I am grateful to the noble Lord, with the support of the noble Baroness, Lady Fox, for discussing and tabling Amendment 23, and to the noble Lord, Lord Blencathra, for his Amendments 24 and 25. I am grateful to the noble Lord, Lord Sandhurst, for his broad support for the Government’s approach to the main thrust of the issues, although he, like us, slightly diverges from the noble Lord, Lord Blencathra, which I will come back to in a moment.
I cannot agree with the noble Baroness, Lady Fox—I am afraid that is the nature of political life. These offences are used for things such as dog fouling, littering, vandalism and drunken, aggressive behaviour. They are not trivial or low level; they are things that impact on people’s lives, and the abandonment of the clause would mean the abandonment of the people who are victims of those particular instances. The debate for me is around whether £100 or the £500 that we have put in the Bill is a reasonable figure. I argue to the noble Lord, Lord Clement-Jones, that it is practitioners who have said to us that the current £100 limit does not always carry enough weight to stop offenders committing further anti-social behaviour.
I also say to him that, under existing legislation, relevant agencies may already issue fixed penalty notices of up to £500 for environmental offences such as littering, graffiti or fly-posting. We expect that the prospect of a higher fine will act as a stronger deterrent, as the noble Lord, Lord Sandhurst, has said. These measures were consulted on by the Home Office in 2023, before this Government came to office, and received majority support as an effective deterrent to anti-social behaviour. I do not know offhand whether the Manifesto Club contributed to that consultation, but the point is that a majority in the consultation accepted that the increase was necessary. Increasing the upper limit does not mean that every person breaching an order will receive a fine of £500. The figure could be lower, proportionate to the individual circumstances and the severity of the case.
My Lord, I thank the Minister for his reply, disappointing though it is, but that is probably a pattern that will continue as the Bill carries on.

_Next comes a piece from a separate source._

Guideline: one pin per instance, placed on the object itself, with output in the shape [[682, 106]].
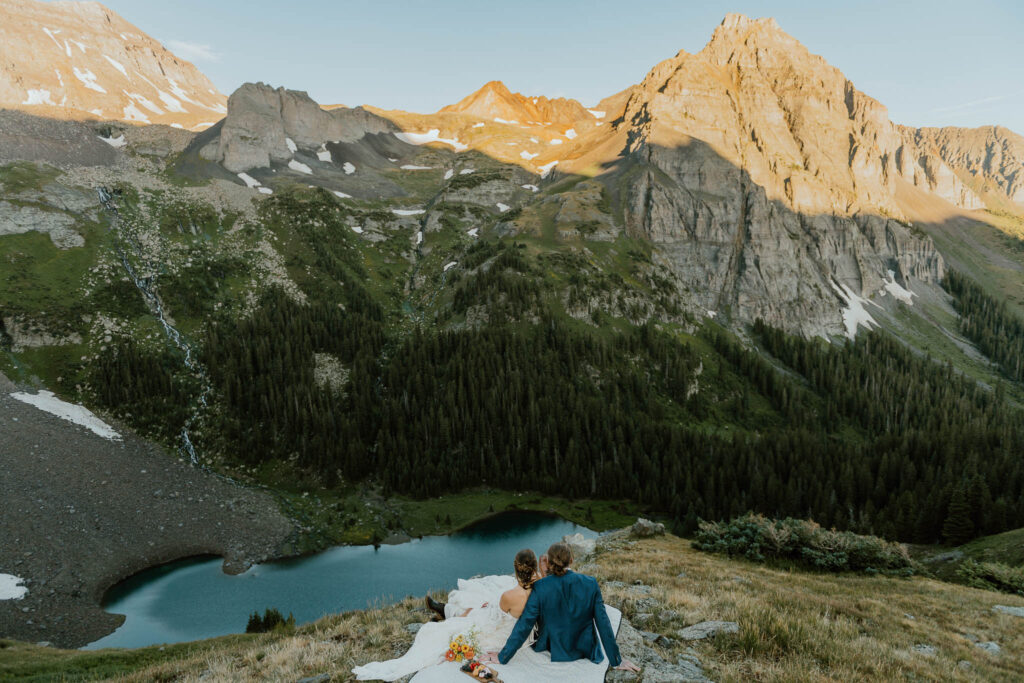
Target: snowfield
[[115, 142], [132, 113], [432, 135], [854, 314], [10, 587], [897, 291], [88, 79], [80, 415], [38, 97], [249, 180], [117, 65]]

I did not even get an acknowledgement from the Minister that there are flaws in the existing PSPO/CPN system; often, it is just busybody offences that receive fixed penalty notices. He just recited a number, at perhaps the outer edge of anti-social behaviour, which of course should attract fixed penalty notices. He also prayed in aid the fact that environmental offences can have fixed penalty notices at a higher level, but we have heard quite a lot of anecdotal evidence about those being misused. The chances are that these new higher penalties will be misused as well.
I also did not seem to get any acknowledgement that the fining-for-profit aspect of this by local government is a problem. I do not know whether the new statutory guidance the Minister mentioned will include something along those lines. I very much hope so, and that he can reassure us that there will be a reaffirmation of the need for proper democratic oversight of PSPOs and CPNs. The current guidance recommends that councils, either in full council or in cabinet, approve these orders but that appears not to be the case currently, with all the consequences that the Baroness, Lady Fox, has outlined.
I hope that, if we are going to learn from the experience of the current anti-social behaviour powers, the Government take on board some of this debate and the points made in previous groups. We will probably return to this on Report, but for now, I beg leave to withdraw Amendment 23.